Joseph and Mary Maughlin came from Ohio, along with three grown children, including two daughters-in-laws, and built this home in 1886. Wasting no time, the sons established the Maughlin Brothers Mill that by 1901 employed 80 men. In June of that year work began on the Fourth Street wooden bridge as reported by Ruth Dubuque in “River Reflections” (Part 2, page 150), and which I assume is pictured in the right hand corner of our historic image. Ruth describes the gulch as 32 feet deep and carrying the overflow from Blackman Lake to the Snohomish River. It is the natural dividing line between the Ferguson and Sinclair plats talked about last month.
Rebecca is not sure when the retaining wall facing Fourth Street was built, which featured a charming set of stairs leading to her front door, but she did learn that it’s on City property.

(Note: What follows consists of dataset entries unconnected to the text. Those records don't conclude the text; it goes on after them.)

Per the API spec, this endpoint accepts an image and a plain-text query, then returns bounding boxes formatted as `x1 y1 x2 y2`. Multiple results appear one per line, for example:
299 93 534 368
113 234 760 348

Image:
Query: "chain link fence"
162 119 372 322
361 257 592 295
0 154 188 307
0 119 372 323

And on February 28, 2001, a deep earthquake, centered near the Nisqually Delta northwest of Olympia, cracked the wall, pushing it forward where it has rested in a threatening angle over the sidewalk until this year.
Enter Steve Schuller, our new City Engineer. “Initial testing of the soil,” Steve explains, “showed it to be alluvial – soil or sediment deposited by a river.” It seems that the Snohomish River Valley being wide and flat, created through thousands of years of glacial movement and flowing meltwater, and bounded by morainal hills with steep sides, is often described in scientific literature as a “bathtub.”
So we might say that Rebecca’s house, located on the highest hill in Snohomish, is either on an ancient river shore or on poetic bathtub ring.


The Maughlin House, 707 Fourth Street, circa 1900The Maughlin House, built in 1886, at 707 Fourth Street. The wooden bridge, partially picture on the right, was built around 1901 to cross the gulch that carried overflow water from Blackman Lake to the Snohomish River.
(Photo courtesy the Maughlin Family estate)

The Maughlin House as it appears in 2009The Maughlin House as it appears in 2009 where work has begun to replace the retaining wall along side Fourth Street, damaged in the Nisqually Quake of 2001.